If the result of errors was undefined, you'd have a good point. It would make no sense to test what is undefined in the specifications. But that is not the case. Errors in CSS are supposed to be handled in a specific way, and testing that is entirely reasonable.
If you're interested, you can always have a look at the specifications for yourself.
CSS level 1
CSS level 2
CSS level 2 revision 1
Just for all those who think that IE doesn't leak memory:
"It's possible to set up a ciricular reference that prevents cleanup, and this leaks memory in IE."
http://channel9.msdn.com/ShowPost.aspx?PostID=9204
The point simply being that there are almost certainly circumstances under which ANY browser leaks memory.
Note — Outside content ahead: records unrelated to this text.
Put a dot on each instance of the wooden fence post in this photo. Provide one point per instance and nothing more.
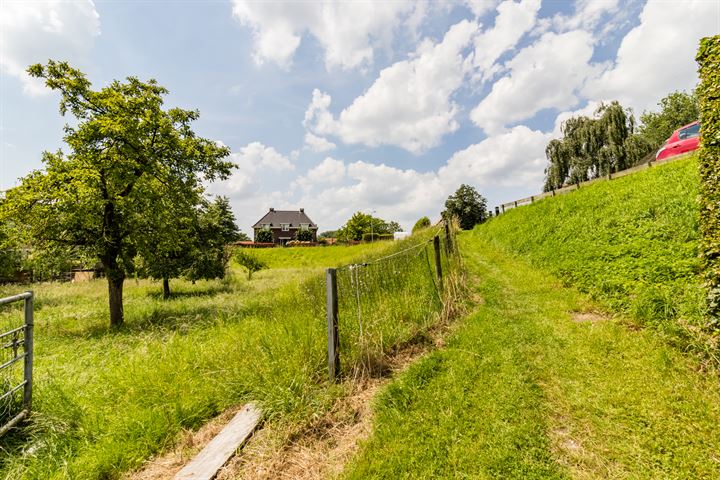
(438, 263)
(332, 318)
(448, 240)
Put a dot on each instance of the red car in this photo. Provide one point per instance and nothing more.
(684, 139)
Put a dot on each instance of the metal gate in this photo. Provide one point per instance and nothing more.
(16, 357)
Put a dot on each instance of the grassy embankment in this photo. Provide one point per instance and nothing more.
(540, 382)
(631, 244)
(536, 384)
(105, 401)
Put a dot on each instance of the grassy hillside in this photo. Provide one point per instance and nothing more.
(631, 243)
(536, 384)
(105, 401)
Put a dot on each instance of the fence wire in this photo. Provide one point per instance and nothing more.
(390, 301)
(12, 351)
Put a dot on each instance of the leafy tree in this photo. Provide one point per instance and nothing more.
(250, 262)
(423, 222)
(130, 161)
(304, 236)
(467, 205)
(361, 223)
(676, 110)
(263, 236)
(593, 147)
(198, 248)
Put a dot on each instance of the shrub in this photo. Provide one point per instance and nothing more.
(263, 236)
(304, 236)
(708, 58)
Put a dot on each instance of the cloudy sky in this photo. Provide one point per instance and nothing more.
(337, 107)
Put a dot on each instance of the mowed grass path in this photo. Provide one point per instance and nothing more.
(535, 384)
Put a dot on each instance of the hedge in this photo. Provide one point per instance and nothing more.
(708, 59)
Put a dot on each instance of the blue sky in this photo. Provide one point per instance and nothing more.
(356, 106)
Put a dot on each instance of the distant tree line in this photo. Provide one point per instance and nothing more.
(610, 140)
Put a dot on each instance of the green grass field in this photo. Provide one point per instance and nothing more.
(631, 244)
(105, 401)
(536, 384)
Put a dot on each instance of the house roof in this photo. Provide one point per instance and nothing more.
(292, 217)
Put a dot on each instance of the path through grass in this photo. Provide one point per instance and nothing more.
(536, 384)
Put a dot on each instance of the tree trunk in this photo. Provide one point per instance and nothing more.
(166, 288)
(115, 284)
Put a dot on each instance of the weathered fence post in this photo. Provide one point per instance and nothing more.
(448, 240)
(438, 262)
(27, 391)
(332, 318)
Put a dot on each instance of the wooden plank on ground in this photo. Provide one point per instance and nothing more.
(211, 459)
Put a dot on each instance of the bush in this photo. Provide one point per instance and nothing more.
(263, 236)
(250, 262)
(423, 222)
(304, 236)
(708, 58)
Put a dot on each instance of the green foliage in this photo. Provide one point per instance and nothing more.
(131, 167)
(708, 58)
(557, 393)
(676, 110)
(251, 263)
(467, 205)
(593, 147)
(423, 222)
(106, 402)
(361, 223)
(304, 236)
(375, 237)
(631, 243)
(263, 236)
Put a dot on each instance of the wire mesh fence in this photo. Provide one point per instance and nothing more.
(386, 302)
(16, 324)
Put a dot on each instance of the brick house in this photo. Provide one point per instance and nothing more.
(284, 225)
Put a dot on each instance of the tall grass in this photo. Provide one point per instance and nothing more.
(631, 243)
(105, 401)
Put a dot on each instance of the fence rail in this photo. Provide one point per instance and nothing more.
(355, 293)
(503, 207)
(16, 344)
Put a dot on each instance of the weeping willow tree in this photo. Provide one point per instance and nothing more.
(594, 147)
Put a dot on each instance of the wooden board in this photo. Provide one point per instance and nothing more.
(211, 459)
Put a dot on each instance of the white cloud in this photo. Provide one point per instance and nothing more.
(514, 19)
(658, 56)
(318, 144)
(33, 32)
(348, 32)
(514, 158)
(587, 15)
(251, 161)
(409, 104)
(547, 74)
(332, 191)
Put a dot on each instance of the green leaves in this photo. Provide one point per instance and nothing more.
(708, 92)
(134, 174)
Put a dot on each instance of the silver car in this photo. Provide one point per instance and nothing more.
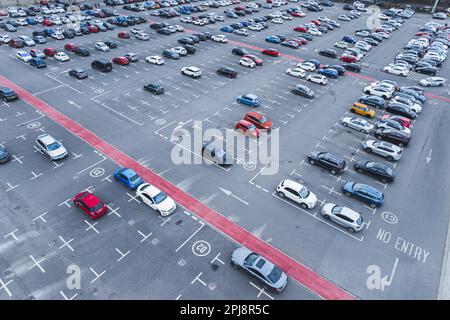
(358, 124)
(344, 216)
(385, 149)
(259, 267)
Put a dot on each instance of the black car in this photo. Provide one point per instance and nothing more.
(333, 163)
(4, 155)
(185, 41)
(427, 70)
(372, 101)
(328, 53)
(190, 49)
(227, 72)
(239, 52)
(397, 137)
(352, 67)
(154, 88)
(7, 94)
(375, 169)
(83, 52)
(78, 73)
(400, 109)
(304, 91)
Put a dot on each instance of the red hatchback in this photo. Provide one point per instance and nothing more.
(258, 120)
(271, 52)
(348, 58)
(50, 52)
(90, 204)
(123, 61)
(71, 47)
(247, 128)
(123, 35)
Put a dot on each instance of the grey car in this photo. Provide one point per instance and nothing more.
(259, 267)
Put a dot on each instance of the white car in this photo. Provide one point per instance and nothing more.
(219, 38)
(142, 36)
(156, 199)
(180, 50)
(297, 193)
(155, 60)
(101, 46)
(308, 66)
(314, 32)
(247, 62)
(50, 147)
(61, 56)
(344, 216)
(382, 148)
(192, 72)
(317, 78)
(341, 45)
(396, 69)
(296, 72)
(358, 124)
(23, 56)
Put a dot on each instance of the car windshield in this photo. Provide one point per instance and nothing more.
(160, 197)
(336, 209)
(304, 193)
(275, 274)
(250, 260)
(53, 146)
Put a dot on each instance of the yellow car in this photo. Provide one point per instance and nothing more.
(363, 110)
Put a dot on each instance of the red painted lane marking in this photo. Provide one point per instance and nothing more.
(308, 278)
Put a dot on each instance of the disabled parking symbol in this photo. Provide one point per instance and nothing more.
(201, 248)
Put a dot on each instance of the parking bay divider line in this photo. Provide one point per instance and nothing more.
(311, 280)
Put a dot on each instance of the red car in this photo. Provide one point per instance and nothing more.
(47, 23)
(50, 52)
(123, 35)
(271, 52)
(248, 128)
(90, 204)
(402, 120)
(258, 120)
(93, 29)
(348, 58)
(255, 59)
(123, 61)
(71, 47)
(301, 29)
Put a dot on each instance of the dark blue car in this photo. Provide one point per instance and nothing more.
(364, 192)
(128, 177)
(329, 73)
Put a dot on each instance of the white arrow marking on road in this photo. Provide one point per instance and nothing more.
(229, 193)
(74, 104)
(428, 158)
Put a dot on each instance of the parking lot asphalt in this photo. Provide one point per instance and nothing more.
(42, 233)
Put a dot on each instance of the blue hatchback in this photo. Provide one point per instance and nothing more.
(228, 29)
(273, 39)
(328, 72)
(364, 192)
(249, 99)
(128, 177)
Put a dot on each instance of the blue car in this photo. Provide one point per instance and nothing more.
(228, 29)
(364, 192)
(38, 63)
(329, 73)
(250, 100)
(128, 177)
(273, 39)
(349, 39)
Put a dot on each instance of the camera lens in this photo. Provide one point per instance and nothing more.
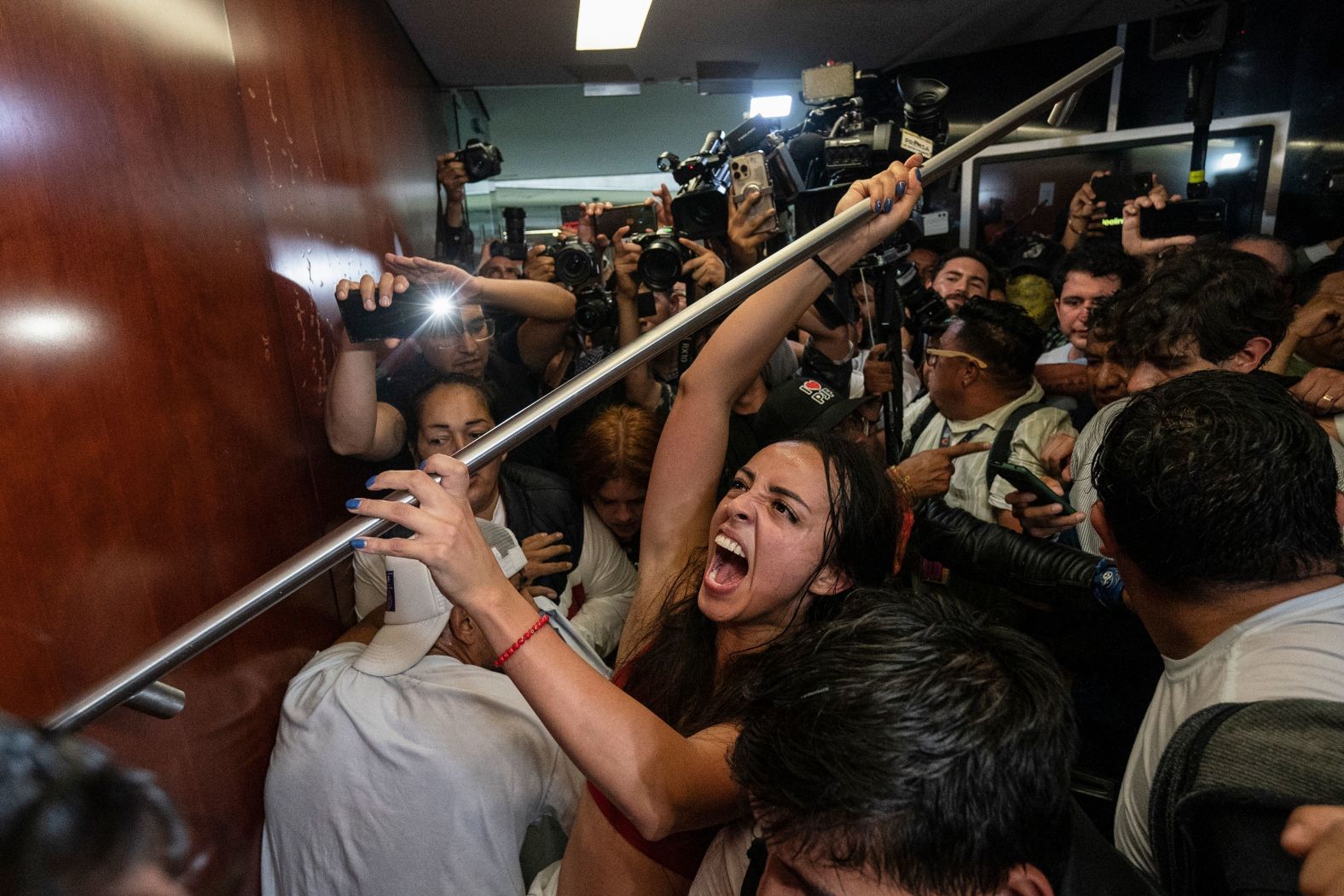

The circumstances likely aren't the same, of course, which is part of the problem and why different people have different experiences.
In the end, those who claim that a given browser leaks memory really need to provide DETAILS. Not just "running it for any significant time" or some such BS. Real details of pages visited and actions taken on those pages. If there's a leak, it'll be reproducible. So log your visits (hey, "history") and try figuring out which ones are causing the problem.
To see if the leaking is related to Javascript, try turning it off once you have found a reproducible case (which might be a huge list of sites of which only one might be the actual offender).